Re: SPARK

["Yannick Duchêne (Hibou57)" <yannick_duchene@yahoo.fr>]

Ok, from some branch of this thread, you may have learned a question have  
raised about which one of “assert” or “check” should be used to write  
in-text proofs where the Simplifier could not prove it it/his/her self.

The answer to this is so much important that I give the answer to it from  
the root of this thread, instead of from the latter leaf.

So it is : Use Check, not Assert.

Here is a concrete example of what you can do with Check and which does  
not work with Assert.

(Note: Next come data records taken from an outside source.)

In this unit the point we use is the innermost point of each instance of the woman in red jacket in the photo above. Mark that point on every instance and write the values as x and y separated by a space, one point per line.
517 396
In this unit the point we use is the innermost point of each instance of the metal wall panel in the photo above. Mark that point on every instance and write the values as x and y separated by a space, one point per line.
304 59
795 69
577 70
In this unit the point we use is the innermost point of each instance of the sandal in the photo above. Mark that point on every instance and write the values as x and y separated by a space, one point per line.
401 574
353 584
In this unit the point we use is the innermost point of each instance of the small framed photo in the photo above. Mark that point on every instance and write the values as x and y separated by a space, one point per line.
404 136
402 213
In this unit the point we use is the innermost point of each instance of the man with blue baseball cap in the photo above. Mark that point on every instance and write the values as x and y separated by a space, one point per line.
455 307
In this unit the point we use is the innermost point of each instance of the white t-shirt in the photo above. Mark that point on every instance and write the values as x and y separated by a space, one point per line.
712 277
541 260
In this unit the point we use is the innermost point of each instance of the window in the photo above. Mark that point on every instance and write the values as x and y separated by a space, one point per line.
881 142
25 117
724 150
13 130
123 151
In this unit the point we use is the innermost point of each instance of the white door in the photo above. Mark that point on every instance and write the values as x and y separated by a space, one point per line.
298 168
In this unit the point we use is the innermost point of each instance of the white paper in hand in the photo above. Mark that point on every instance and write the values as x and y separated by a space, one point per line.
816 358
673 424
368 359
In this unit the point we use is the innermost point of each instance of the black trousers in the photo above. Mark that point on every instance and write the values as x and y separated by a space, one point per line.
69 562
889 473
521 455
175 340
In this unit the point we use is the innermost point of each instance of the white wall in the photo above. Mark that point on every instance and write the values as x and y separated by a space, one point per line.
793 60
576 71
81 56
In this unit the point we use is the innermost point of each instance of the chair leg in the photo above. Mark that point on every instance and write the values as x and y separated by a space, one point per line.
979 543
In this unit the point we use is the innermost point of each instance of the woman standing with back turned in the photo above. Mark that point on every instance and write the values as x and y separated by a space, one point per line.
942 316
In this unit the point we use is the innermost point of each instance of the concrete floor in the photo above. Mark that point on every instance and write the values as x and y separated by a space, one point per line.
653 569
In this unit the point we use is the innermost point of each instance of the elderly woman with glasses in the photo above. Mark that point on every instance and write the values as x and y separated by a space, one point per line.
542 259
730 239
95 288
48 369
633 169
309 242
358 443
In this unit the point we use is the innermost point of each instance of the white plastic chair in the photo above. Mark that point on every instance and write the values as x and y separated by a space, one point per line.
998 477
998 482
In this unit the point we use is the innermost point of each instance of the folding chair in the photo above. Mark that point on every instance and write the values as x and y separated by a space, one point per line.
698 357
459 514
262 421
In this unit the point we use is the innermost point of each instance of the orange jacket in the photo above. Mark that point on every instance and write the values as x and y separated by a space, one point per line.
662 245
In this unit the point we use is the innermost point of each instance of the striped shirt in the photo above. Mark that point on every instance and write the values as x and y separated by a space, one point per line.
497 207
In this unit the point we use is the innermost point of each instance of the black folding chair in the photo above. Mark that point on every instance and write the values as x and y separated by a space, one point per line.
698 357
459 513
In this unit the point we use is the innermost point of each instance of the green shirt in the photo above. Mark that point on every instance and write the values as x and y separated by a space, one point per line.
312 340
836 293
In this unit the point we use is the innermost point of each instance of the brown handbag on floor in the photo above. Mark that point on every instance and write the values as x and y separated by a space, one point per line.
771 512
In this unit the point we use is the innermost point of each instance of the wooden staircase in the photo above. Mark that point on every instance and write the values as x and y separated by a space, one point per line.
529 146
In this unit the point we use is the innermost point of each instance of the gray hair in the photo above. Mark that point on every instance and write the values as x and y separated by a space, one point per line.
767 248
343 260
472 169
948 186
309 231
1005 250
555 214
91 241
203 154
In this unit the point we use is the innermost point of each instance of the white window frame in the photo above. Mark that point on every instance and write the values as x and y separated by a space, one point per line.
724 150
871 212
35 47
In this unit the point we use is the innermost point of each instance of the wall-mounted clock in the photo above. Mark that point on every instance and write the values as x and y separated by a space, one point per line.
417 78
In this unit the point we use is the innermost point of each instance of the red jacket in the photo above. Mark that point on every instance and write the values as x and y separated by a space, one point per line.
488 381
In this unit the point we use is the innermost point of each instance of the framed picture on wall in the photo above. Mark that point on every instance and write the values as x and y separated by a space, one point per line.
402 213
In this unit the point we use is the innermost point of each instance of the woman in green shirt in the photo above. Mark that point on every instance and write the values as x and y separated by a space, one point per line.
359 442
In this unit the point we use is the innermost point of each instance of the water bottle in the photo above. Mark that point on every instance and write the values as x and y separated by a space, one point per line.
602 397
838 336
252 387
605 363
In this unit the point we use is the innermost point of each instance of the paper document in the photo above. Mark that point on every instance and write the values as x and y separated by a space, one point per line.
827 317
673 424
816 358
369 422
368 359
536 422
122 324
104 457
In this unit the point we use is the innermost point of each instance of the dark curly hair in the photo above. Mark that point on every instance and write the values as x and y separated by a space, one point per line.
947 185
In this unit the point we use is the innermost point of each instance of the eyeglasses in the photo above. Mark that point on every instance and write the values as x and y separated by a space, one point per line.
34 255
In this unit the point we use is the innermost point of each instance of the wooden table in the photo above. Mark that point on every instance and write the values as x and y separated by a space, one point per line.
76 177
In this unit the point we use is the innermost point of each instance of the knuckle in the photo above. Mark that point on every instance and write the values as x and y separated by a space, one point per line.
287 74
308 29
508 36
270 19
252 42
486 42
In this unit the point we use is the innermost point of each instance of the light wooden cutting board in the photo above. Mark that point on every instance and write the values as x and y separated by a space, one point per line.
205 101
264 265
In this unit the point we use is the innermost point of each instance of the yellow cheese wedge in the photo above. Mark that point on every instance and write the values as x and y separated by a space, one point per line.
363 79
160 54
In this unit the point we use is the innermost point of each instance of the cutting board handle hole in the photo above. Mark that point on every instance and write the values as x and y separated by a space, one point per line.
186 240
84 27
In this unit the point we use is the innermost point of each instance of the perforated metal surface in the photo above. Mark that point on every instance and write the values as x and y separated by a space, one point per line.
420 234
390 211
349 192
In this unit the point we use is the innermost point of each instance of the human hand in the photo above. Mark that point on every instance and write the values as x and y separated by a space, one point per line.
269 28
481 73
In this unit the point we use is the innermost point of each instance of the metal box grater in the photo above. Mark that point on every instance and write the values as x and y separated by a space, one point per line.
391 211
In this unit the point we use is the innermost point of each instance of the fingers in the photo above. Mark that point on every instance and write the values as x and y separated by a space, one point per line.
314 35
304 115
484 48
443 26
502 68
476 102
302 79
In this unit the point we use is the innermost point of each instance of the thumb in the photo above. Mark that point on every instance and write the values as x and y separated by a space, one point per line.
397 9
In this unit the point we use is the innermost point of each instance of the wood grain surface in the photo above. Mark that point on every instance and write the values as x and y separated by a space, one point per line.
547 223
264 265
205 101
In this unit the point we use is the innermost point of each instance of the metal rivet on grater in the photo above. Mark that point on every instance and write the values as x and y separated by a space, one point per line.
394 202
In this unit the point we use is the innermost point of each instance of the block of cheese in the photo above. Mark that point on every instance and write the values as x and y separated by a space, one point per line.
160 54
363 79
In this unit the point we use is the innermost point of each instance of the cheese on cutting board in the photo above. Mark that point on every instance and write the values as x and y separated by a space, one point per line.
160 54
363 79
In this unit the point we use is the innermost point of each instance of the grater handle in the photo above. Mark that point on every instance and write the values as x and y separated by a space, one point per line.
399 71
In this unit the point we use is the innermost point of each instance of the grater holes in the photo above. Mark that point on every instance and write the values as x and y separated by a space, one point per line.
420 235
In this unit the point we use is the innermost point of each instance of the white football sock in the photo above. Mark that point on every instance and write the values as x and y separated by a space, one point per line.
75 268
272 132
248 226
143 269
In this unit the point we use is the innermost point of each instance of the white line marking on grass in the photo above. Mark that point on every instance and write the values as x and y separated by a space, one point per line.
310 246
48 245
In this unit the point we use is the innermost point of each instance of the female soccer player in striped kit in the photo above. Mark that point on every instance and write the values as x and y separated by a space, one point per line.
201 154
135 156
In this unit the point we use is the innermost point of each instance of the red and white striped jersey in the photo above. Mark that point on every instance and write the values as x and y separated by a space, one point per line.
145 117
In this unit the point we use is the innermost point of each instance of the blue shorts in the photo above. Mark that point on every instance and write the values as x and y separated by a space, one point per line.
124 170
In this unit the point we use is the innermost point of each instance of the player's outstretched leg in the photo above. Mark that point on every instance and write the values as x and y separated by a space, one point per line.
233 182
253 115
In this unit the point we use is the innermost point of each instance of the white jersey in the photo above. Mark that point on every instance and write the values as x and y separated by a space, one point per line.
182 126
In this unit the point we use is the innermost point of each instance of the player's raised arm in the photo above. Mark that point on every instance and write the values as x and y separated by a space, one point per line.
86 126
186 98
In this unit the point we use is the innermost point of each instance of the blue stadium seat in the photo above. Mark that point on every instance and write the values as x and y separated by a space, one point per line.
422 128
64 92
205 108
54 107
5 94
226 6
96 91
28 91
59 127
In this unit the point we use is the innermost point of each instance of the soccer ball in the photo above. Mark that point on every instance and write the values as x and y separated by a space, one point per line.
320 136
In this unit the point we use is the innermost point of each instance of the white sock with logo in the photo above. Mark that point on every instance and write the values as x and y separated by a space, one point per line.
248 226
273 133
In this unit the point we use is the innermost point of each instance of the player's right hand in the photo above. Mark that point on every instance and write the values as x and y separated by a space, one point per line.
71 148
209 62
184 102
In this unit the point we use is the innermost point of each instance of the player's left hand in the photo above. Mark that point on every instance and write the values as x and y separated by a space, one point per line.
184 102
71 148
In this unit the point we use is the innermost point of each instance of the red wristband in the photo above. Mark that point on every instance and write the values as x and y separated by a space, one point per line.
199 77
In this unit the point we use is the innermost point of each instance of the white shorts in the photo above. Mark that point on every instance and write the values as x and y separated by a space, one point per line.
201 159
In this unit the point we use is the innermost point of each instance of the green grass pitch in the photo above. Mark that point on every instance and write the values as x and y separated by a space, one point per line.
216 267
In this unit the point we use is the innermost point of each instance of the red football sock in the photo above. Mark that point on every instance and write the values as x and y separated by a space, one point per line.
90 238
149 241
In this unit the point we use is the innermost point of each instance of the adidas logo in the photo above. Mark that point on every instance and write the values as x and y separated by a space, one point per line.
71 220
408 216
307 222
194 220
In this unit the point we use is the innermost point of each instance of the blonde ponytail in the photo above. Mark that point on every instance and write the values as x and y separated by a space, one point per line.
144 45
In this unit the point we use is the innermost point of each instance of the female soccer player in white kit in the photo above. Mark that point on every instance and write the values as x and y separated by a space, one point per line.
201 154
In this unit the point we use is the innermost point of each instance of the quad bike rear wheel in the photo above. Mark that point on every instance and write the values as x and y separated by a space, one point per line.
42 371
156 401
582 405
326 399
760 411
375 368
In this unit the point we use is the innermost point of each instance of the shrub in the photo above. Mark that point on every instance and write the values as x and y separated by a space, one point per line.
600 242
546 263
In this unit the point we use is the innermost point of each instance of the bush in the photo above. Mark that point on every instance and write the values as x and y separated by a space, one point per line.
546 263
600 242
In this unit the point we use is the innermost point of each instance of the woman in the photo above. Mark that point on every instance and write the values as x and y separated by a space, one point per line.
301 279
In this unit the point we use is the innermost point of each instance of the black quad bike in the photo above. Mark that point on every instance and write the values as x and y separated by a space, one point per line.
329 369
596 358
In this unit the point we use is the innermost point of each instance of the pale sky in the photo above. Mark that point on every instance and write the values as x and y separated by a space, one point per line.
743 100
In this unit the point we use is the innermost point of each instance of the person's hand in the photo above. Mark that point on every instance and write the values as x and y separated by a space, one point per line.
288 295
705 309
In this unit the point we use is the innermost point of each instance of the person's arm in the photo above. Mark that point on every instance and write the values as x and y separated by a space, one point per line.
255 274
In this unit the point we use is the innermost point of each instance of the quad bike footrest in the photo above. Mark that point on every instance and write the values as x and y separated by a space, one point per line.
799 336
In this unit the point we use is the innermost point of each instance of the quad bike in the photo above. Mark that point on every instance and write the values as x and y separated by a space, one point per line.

The example is detailed, I mean, exposes detailed  
proofs, over what may have been sufficient. This is because I like  
explicit and expressive things, and this was also to be sure nobody could  
miss a single step of the proof and nobody could have any doubt about the  
usefulness of such a approach in software conception. That's also the  
reason why the exercise upon which this is based, was a bit modified (like  
using two intermediate variables instead of subexpressions.. I do that  
oftenly on my side).

Here is :


    procedure Limit
      (X     : in out Integer;
       Lower : in     Integer;
       Upper : in     Integer)
    --# pre    Lower < Upper;
    --# post  ((X~ < Lower) -> (X = Lower)) and
    --#       ((X~ > Upper) -> (X = Upper)) and
    --#       (X in Lower .. Upper);
    is
    begin
       if X < Lower then
          X := Lower;
       elsif X > Upper then
          X := Upper;
       end if;
    end Limit;

    function Percent_Of_Range
      (Data    : Integer;
       Lowest  : Integer;
       Highest : Integer) return Percent_Type
    --# pre    (Lowest < Highest) and
    --#        ((Highest - Lowest) <= Integer'Last) and
    --#        (((Highest - Lowest) * 100) <= Integer'Last);
    is
       Local_Data : Integer;
       Part       : Integer;
       Whole      : Integer;
    begin
       Local_Data := Data;
       -- Local copy of Data to be allowed to modify it. We only need
       -- a modified version locally, the caller does not need this.

       Limit
         (X     => Local_Data, -- in out.
          Lower => Lowest,     -- in
          Upper => Highest);   -- in.

       Part  := Local_Data - Lowest;
       Whole := Highest - Lowest;

       -- We are to prove that ((Part * 100) / Whole) is in 0 .. 100.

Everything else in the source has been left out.